One advantage of having to wait until twelve for the humans under this roof to hit the sack was that he’d figured out his coping mechanism. Fuck the therapy and the sniveling. He was going to deal with his brother’s death through service: Luchas had broken his heart with pain and revived him with a directive. And in honoring the request that had been put to him, Qhuinn had a job, a purpose, a direction into which he was able to channel his sadness and his sense that he could have changed where things had gone if he’d only been more attentive.
So yeah, he was getting into this fucking house and he was going to grab whatever his brother had left behind under that floorboard.
Utterly resolved, he closed his eyes and dematerialized right into the center of the . . . was it the living room? It had been a study before. Now, the place had couches, and again, was that supposed to be a chair? He guessed you could sit on that palm—
Ah, yes. The alarm.
Instantly, a high-pitched, screaming siren lit off, and given all the absolutely-no-rug, and the walls that were bare as a museum backdrop, the sound echoed around like firecrackers had been set off at his feet.
Three . . . two . . . one . . .
A light flared in the front hall, and then a set of heavy footsteps came down the staircase—along with a male voice that was muttering things about having to work in the morning, and stupid alarms, and whatnot.
Qhuinn calmly pivoted toward the noise and put his hands in the pockets of his track bottoms. His leather jacket was zipped up, but he hadn’t bothered to strap any weapons on—which okay, fine, probably proved the point that he wasn’t ready to go out into the field yet. But he had other issues to deal with at the moment, fuck him very much.

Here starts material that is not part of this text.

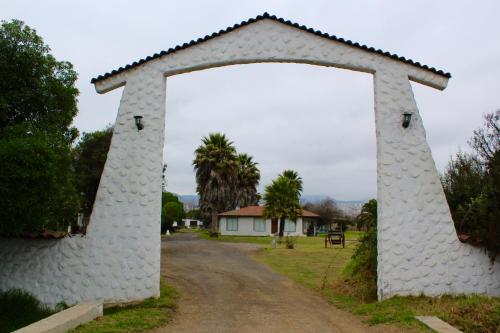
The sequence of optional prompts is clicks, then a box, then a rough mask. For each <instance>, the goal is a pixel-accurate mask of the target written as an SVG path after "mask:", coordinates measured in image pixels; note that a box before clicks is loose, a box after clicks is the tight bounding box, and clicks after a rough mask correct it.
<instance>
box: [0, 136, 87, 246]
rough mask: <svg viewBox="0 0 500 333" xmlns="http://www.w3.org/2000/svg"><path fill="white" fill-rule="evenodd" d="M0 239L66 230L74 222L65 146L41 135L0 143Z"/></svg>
mask: <svg viewBox="0 0 500 333" xmlns="http://www.w3.org/2000/svg"><path fill="white" fill-rule="evenodd" d="M0 160H1V161H0V184H2V186H0V198H2V200H0V221H1V223H0V235H2V236H20V235H24V234H27V233H33V232H40V231H43V230H48V229H49V230H65V229H66V228H67V226H68V225H69V224H70V223H71V222H72V221H73V220H76V217H77V213H78V197H77V194H76V191H75V188H74V185H73V174H72V170H71V158H70V151H69V146H68V145H67V143H65V142H60V141H59V142H58V141H57V140H56V139H54V138H53V137H50V136H48V135H46V134H43V133H31V134H25V135H24V136H21V135H13V136H7V137H5V136H4V137H3V138H1V139H0Z"/></svg>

As he waited patiently, the man of the house went in the opposite direction, the footsteps growing dimmer as he headed for the kitchen end of things. Which made Qhuinn wonder. Shouldn’t there be a keypad upstairs? A remote?
Somewhere, a phone started ringing. And then there were a series of beeps.

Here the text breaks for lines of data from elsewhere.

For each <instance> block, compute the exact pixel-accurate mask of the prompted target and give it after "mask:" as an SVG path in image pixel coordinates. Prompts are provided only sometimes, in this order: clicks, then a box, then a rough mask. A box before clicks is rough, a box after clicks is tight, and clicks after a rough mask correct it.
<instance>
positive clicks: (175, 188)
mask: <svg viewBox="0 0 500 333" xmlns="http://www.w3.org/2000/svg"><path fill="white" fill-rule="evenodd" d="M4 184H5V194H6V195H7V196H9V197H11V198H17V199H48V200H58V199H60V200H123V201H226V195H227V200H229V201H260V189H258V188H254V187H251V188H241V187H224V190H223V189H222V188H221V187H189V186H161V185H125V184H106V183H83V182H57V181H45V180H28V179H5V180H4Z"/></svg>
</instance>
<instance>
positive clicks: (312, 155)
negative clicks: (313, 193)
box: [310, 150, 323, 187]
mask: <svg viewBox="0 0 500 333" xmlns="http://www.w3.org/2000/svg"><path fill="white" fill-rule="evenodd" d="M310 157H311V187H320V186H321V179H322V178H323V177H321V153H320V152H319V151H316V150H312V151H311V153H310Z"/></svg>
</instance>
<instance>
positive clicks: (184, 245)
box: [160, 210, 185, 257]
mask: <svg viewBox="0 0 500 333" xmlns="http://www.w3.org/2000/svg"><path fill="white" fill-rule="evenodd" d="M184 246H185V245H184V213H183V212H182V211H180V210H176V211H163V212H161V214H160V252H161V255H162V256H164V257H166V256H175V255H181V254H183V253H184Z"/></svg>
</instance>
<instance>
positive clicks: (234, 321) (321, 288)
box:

Finally, off in the distance, that male voice started clipping out syllables that were loud enough to hear clearly.
“—no, I don’t need the police. I need a technician to come out and fix the keypad in my bedroom and that goddamn motion detector downstairs. It’s gone off again—”
The voice and footsteps got louder. And louder.
And then there he was, coming back to the stairs, the master of the house, in a pair of flannel PJs bottoms and a nylon Nike shirt. He was well into his fifties, but he’d had an eyelift and dyed his hair dark, so he could pass for forty at forty feet. No gut. Fairly good shoulders. Was probably eating keto and smoking weed instead of drinking vodka tonics to save on the calories—while he pickled himself with Botox and collagen injections to preserve as much youth as he could.
Probably on his second wife with his second round of kids.
The human stopped with the walk-and-talk.
When the guy’s mouth fell open, Qhuinn raised his hand in a little wave. Seemed rude not to offer some kind of greeting.
As the man grabbed hold of the phone with both hands and took a deep breath like he was about to blab on his midnight visitor, Qhuinn wagged his finger. “Yeah, that’s a no-no.”
He reached into the human’s brain and shut down everything. Then he isolated the two-second-old memory of Mr. I Don’t Wanna Be Old finding an intruder in his living room—along with the current signals being sent by those peepers that Qhuinn was standing about ten feet away from him.
Next came the marching orders.
Which were kind of fun.
The man cleared his throat. And then started speaking into the phone calmly, his eyes locked on Qhuinn. “Oh, sorry. No, everything’s fine. Like I said, it’s just that malfunction again. But please, I’d like to have a technician out whenever is convenient. I’m happy to work around your schedule.”
As there was a pause, like the alarm company rep had been unprepared for the change in attitude, Qhuinn was glad he’d tacked on some polite shit as a public service. He had a feeling the guy was one of those self-made sonsabitches who was a fucking prick to people.
“Thanks,” the man said to the Jake from State Farm equivalent. “That’ll be great. And I really appreciate your help. Of course, I’d love to take your customer satisfaction survey. Just send it to my email. Thanks again. Bye.”